A regular goer there was Parviz Tanavoli’s brother, Jamshid. He was a good manager and a fine backgammon player. Many good players came just to play backgammon there. The atmosphere was a bit like a bar or cafe where they served hot and cold beverages, food and snacks. I don’t remember the food really.
It was more an artistic space than a social one. The reason was: Mr. Diba. He was not only a great and knowledgeable architect but an artist too, and a collector of the very finest artwork. He painted very interesting modern paintings and exhibited them. The club was a comfortable spot for literary and artistic figures to hang out. Marco Gregorian would come a lot and he’d bring his friends - other Armenian intellectuals - with him.
There were other private clubs, like the American club where those who had foreign spouses would go and have dinner and hang out. What made Rasht 29 special compared to the other places was that it resembled an English pub. We all knew each other and there was always a friendly atmosphere, full of laughter and jokes. The place was one of a kind, to be honest. In other places you could see a very masculine environment, with the conversation usually having a masculine tone. That was another thing that made the club special. You saw educated women and female artists come there to talk about different subject matter and express their opinions freely. Back in the day, you would seldom walk into a place and see an equal number of men and women. From that aspect it resembled Western places and intellectuals who had just come back from being abroad felt quite comfortable there.
You always saw great artwork on its walls and the lighting was designed very skillfully. Although relatively dark, the light would shine on peoples faces from underneath, contrary to most places that had hard light from above. The small lights and candles caused peoples’ faces to appear warmer.
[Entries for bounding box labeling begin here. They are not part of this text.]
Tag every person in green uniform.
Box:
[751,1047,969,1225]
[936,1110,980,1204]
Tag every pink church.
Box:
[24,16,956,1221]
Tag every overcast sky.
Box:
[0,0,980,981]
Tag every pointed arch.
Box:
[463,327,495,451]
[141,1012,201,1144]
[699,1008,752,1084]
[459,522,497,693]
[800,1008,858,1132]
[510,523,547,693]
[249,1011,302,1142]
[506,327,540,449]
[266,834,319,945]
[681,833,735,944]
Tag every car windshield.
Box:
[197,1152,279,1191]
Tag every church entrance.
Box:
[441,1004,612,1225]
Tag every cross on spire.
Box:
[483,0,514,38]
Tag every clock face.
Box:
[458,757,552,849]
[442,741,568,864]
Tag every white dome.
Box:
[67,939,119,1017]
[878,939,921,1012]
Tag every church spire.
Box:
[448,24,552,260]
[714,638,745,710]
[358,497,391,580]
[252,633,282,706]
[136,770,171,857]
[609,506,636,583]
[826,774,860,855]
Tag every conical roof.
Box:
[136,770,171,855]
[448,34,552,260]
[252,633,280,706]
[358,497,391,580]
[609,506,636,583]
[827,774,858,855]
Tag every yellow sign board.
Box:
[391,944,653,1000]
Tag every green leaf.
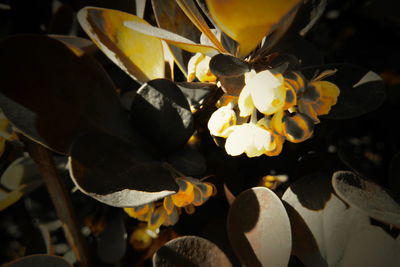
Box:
[69,133,178,207]
[0,35,136,154]
[153,236,232,267]
[131,79,194,151]
[301,63,385,119]
[227,187,292,266]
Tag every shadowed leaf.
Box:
[151,0,200,75]
[301,64,385,119]
[332,171,400,228]
[97,210,127,264]
[4,254,72,267]
[131,79,194,151]
[69,133,178,207]
[153,236,232,267]
[227,187,292,266]
[210,54,250,77]
[0,35,133,154]
[78,7,164,82]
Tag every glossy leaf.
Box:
[227,187,292,266]
[131,79,194,151]
[153,236,232,267]
[124,21,218,56]
[78,7,164,82]
[151,0,200,75]
[0,35,133,154]
[332,171,400,228]
[4,254,72,267]
[207,0,300,57]
[301,64,385,119]
[69,133,178,207]
[210,54,250,77]
[97,210,127,264]
[282,173,398,267]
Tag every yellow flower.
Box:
[238,70,286,117]
[207,104,236,138]
[225,123,275,157]
[187,53,217,82]
[299,81,340,123]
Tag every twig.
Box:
[25,139,90,267]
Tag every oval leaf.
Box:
[78,7,164,82]
[4,254,72,267]
[206,0,300,57]
[332,171,400,227]
[131,79,194,151]
[151,0,200,75]
[153,236,232,267]
[124,21,219,57]
[69,133,178,207]
[0,35,133,154]
[227,187,292,266]
[282,173,369,267]
[301,64,385,119]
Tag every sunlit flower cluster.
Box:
[124,177,216,237]
[208,70,340,157]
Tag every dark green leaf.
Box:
[131,79,194,151]
[0,35,133,154]
[153,236,232,267]
[227,187,292,266]
[332,171,400,227]
[4,254,72,267]
[210,54,250,77]
[301,63,385,119]
[70,133,178,207]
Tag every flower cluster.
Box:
[124,177,216,237]
[208,70,340,157]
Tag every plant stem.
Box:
[25,139,90,267]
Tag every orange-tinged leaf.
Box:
[207,0,300,57]
[176,0,227,53]
[124,20,218,56]
[78,7,164,82]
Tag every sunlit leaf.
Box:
[69,133,178,207]
[0,35,133,154]
[207,0,300,57]
[332,171,400,228]
[4,254,72,267]
[124,21,218,56]
[151,0,200,75]
[282,173,398,267]
[227,187,292,266]
[131,79,194,151]
[78,7,164,82]
[153,236,232,267]
[301,64,385,119]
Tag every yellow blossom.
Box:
[225,123,275,157]
[187,53,217,82]
[238,70,286,117]
[207,104,236,138]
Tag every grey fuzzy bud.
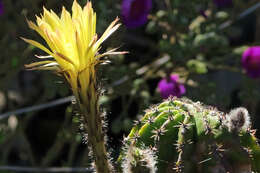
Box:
[227,107,251,132]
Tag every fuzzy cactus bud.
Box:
[118,97,260,173]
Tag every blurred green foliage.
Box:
[0,0,260,170]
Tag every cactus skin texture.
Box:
[118,98,260,173]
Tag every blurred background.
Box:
[0,0,260,172]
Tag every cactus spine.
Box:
[118,98,260,173]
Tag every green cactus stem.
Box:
[118,98,260,173]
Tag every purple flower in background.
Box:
[213,0,232,8]
[241,46,260,78]
[158,74,186,99]
[0,1,4,15]
[121,0,152,28]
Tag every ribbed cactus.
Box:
[118,98,260,173]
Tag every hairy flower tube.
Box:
[121,0,152,28]
[213,0,233,8]
[241,46,260,78]
[158,74,186,99]
[22,0,125,173]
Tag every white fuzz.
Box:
[227,107,251,131]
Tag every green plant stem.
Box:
[76,83,112,173]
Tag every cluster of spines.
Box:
[118,98,260,172]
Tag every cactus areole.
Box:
[118,98,260,173]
You couldn’t say it only belonged to a specific class of artists, ones that had graduated from universities abroad for instance. The Armenians were well educated, spoke very good english and were quite informed of what went on in the West. People would mostly speak in Persian rather than in English or French. So in a sense, there was no discrimination among the intellectuals that had studied abroad and the ones that graduated from Iranian institutions. And, there was no prerequisite saying you had to have studied abroad or be married to a foreigner, etc.